Re: haproxy: new bugreports & patches & ideas

From: Willy Tarreau <w#1wt.eu>
Date: Sun, 23 Sep 2007 12:26:20 +0200


On Sun, Sep 23, 2007 at 11:57:27AM +0200, Krzysztof Oledzki wrote:
>
> On Sun, 23 Sep 2007, Willy Tarreau wrote:
> >OK so that confirms that it was indeed the problem. However, I don't like
> >your patch because it does malloc() inside I/O routines. What I suggest is
> >even simpler : you keep all the recv() and error check path intact, then
> >you add a recv() just before out_wakeup, where you inserted a free() :
> >
> > recv(fd, trash, sizeof(trash), 0);
> >
> >That will read up to BUFSIZE bytes, ignore the result (since we're not
> >interested int it) and nothing needs to be allocated/freed because the
> >"trash" buffer is designed exactly for this purpose (declared in haproxy.c
> >and include/common/globals.h).
> >
> >Test it, it should work with only one line changed.
>
> Right, I did not know about this useful trash variable. How about this
> one?

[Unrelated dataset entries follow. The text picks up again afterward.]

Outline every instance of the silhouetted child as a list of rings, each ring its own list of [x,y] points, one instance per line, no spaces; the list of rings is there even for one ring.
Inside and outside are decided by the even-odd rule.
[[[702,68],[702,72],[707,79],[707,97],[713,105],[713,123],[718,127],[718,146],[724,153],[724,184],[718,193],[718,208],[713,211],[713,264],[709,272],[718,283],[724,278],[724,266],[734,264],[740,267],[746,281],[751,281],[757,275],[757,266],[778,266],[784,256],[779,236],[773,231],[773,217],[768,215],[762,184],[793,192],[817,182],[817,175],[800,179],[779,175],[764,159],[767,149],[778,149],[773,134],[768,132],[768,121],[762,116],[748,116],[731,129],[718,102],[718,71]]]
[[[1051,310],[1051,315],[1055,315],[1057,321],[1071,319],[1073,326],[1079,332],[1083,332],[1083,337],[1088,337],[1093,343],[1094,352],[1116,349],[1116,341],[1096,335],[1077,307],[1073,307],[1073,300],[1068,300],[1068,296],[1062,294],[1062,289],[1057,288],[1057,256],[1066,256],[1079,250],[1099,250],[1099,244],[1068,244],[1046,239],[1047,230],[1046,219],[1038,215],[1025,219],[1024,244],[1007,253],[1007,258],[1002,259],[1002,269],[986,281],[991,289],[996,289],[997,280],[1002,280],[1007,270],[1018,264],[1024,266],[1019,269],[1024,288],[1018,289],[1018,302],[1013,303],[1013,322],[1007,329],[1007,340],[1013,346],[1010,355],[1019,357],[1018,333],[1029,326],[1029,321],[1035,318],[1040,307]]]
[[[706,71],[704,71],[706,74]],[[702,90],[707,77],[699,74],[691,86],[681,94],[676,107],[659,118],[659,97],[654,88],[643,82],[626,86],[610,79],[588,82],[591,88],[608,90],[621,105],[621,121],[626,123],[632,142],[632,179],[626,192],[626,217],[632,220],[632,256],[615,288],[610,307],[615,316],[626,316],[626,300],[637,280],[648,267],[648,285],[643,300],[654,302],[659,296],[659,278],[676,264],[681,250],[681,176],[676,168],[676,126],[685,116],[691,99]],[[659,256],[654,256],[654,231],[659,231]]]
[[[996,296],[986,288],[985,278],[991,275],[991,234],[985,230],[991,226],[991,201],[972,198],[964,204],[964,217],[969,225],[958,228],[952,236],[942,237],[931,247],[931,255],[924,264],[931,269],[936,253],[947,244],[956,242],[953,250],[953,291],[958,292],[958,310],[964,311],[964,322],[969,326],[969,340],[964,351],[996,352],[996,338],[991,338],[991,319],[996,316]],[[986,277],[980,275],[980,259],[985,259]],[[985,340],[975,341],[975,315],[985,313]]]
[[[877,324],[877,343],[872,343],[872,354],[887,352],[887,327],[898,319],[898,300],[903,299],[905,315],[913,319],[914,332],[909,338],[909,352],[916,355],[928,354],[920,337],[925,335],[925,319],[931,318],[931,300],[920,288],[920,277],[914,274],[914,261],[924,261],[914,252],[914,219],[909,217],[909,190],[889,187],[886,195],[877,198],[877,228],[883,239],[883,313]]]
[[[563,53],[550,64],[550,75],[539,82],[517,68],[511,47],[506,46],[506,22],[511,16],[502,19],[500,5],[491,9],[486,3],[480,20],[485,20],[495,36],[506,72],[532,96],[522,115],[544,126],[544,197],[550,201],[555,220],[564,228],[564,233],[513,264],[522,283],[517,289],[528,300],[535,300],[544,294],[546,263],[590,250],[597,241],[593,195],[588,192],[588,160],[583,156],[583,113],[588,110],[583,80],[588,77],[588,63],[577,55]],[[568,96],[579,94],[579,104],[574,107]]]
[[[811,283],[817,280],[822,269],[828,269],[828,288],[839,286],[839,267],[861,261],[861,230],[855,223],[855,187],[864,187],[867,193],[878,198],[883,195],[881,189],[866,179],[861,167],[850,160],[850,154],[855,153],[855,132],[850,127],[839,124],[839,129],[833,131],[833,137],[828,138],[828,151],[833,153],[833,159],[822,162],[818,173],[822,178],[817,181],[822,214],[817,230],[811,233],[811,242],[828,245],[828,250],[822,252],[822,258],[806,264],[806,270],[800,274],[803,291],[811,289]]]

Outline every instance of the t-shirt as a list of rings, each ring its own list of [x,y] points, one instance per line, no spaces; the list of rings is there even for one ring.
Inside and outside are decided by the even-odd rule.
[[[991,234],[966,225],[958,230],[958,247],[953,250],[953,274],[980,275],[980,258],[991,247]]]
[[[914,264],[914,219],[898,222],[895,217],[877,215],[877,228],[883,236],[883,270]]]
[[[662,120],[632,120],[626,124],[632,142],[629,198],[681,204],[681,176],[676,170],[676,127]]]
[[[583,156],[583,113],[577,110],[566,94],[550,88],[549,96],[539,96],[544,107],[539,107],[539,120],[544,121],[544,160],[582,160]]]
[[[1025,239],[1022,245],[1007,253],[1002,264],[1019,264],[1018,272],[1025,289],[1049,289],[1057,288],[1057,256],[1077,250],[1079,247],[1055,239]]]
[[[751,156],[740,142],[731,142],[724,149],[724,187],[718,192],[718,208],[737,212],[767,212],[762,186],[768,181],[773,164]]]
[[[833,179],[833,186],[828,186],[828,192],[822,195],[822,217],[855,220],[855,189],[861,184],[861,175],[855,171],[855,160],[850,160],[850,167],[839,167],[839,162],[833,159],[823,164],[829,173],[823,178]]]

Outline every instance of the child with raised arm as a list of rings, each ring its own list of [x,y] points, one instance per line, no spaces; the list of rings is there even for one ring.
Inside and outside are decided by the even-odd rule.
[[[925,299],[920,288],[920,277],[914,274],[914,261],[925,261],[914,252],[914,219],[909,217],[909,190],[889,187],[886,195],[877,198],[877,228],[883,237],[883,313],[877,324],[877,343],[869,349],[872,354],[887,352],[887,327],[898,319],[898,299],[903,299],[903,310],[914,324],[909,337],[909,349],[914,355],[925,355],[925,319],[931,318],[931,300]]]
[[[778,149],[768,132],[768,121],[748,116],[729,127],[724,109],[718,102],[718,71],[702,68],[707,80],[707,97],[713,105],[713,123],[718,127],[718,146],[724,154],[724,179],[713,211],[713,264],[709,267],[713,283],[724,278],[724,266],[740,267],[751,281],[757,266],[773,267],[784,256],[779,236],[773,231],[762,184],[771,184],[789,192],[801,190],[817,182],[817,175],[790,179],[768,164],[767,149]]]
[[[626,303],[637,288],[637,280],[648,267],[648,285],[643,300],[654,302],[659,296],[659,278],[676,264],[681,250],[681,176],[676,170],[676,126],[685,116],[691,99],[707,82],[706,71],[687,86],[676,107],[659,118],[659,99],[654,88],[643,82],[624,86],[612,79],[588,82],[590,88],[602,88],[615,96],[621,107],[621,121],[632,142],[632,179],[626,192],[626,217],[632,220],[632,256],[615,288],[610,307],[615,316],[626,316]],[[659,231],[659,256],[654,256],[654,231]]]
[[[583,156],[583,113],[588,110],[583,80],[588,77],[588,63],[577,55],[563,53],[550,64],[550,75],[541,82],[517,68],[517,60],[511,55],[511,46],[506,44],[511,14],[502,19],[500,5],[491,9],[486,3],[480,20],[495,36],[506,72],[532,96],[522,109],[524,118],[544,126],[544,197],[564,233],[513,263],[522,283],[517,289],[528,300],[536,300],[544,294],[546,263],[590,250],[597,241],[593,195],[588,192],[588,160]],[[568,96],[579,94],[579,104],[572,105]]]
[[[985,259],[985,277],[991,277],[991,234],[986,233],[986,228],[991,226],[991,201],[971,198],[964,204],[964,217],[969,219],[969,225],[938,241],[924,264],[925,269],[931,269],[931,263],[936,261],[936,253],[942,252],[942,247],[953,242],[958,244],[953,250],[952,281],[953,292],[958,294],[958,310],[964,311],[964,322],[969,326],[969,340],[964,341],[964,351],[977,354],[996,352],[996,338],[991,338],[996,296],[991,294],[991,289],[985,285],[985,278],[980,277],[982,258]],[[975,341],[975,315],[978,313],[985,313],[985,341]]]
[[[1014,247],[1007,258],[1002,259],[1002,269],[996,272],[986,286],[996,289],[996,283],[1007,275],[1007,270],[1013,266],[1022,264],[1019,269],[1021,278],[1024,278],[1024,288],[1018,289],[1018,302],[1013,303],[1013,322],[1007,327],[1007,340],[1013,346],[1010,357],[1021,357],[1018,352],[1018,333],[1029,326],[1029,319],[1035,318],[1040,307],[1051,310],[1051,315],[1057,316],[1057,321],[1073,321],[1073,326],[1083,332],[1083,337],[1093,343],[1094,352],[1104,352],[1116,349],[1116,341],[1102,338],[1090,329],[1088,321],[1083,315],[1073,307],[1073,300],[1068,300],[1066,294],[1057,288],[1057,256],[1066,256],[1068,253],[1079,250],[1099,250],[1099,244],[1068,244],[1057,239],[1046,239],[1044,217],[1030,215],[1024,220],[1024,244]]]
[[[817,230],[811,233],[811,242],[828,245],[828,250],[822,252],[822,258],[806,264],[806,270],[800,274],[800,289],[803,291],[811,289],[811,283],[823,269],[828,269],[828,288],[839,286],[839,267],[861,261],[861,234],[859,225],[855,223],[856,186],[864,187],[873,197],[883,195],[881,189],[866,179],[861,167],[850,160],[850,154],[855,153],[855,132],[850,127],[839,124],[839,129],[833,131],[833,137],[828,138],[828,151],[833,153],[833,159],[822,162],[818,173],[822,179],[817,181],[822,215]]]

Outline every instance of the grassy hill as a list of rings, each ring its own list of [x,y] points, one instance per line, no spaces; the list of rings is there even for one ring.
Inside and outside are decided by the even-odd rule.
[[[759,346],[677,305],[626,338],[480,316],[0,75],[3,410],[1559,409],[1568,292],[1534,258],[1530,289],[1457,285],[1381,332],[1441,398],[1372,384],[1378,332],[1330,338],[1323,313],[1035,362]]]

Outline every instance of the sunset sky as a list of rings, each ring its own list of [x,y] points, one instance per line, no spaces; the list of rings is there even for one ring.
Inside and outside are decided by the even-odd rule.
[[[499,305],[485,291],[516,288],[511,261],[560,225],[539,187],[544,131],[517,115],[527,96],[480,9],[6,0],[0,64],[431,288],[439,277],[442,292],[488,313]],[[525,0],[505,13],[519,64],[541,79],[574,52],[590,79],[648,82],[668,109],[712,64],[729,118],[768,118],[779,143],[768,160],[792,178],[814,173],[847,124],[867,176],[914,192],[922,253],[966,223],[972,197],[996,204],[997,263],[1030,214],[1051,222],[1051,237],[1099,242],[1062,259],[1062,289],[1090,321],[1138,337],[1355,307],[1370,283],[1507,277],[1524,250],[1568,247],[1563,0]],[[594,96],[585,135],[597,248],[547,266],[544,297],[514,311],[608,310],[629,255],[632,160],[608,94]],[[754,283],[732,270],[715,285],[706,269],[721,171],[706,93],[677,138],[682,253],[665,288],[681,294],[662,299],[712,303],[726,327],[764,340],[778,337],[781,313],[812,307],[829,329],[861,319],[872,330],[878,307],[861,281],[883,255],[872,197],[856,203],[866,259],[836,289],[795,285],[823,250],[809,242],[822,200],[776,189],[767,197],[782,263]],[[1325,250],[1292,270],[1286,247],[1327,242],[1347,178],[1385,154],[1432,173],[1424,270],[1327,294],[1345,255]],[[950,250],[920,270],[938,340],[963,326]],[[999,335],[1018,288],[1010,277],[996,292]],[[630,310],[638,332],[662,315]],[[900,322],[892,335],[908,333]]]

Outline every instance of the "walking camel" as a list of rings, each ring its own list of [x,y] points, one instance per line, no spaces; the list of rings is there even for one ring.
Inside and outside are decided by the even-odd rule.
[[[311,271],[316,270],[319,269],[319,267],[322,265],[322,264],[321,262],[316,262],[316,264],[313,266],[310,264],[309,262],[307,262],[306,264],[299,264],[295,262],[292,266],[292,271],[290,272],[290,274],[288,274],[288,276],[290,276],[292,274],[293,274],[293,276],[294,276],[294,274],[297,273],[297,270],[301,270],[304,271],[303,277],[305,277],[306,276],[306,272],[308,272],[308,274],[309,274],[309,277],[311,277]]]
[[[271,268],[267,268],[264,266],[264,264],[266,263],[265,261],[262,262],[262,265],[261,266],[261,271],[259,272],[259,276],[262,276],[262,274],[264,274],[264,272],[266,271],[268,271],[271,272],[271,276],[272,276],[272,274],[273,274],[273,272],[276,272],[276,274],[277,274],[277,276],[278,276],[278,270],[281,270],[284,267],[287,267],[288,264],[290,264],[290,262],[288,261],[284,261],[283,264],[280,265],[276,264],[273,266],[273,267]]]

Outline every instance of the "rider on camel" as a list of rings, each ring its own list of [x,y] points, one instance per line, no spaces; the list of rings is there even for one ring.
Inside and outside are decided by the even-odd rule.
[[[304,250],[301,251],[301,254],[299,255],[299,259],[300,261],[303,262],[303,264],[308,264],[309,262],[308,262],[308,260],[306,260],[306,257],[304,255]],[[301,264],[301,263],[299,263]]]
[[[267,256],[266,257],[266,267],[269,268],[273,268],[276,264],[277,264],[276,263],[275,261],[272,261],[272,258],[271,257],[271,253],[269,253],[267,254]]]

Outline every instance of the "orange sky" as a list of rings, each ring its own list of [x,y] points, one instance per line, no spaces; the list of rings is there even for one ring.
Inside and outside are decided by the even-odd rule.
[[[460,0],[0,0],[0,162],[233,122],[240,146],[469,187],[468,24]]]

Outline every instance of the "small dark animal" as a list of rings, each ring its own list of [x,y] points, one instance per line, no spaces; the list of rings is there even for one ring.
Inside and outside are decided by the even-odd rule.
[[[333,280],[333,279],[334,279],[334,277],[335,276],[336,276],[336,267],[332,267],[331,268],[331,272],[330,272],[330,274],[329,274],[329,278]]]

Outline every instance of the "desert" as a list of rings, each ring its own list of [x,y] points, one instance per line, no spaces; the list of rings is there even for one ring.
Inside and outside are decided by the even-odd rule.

I simply removed the 'reply' variable and changed it into 'trash'.

OK, that seems fine.

> I believe it is safe to use it that way - this is a single threaded
> appliaction and the variable is already used in similar way in other
> places.

Yes. The general idea is that is must be used only if you *know* that nobody else may destroy it. So even within a function, you should be careful about what the functions you use do. Basically, it's good for sprintf and things like this. Initially I used it as a write-only buffer, but sometimes it helps being able to conserve a few bytes/ kilobytes along 10 lines of code without allocating anything.

> So, it works as expected with small bonus - less stack usage. ;)

Yes, that's fine.

I'm queueing it for 1.3.12.X, thanks Krzysztof!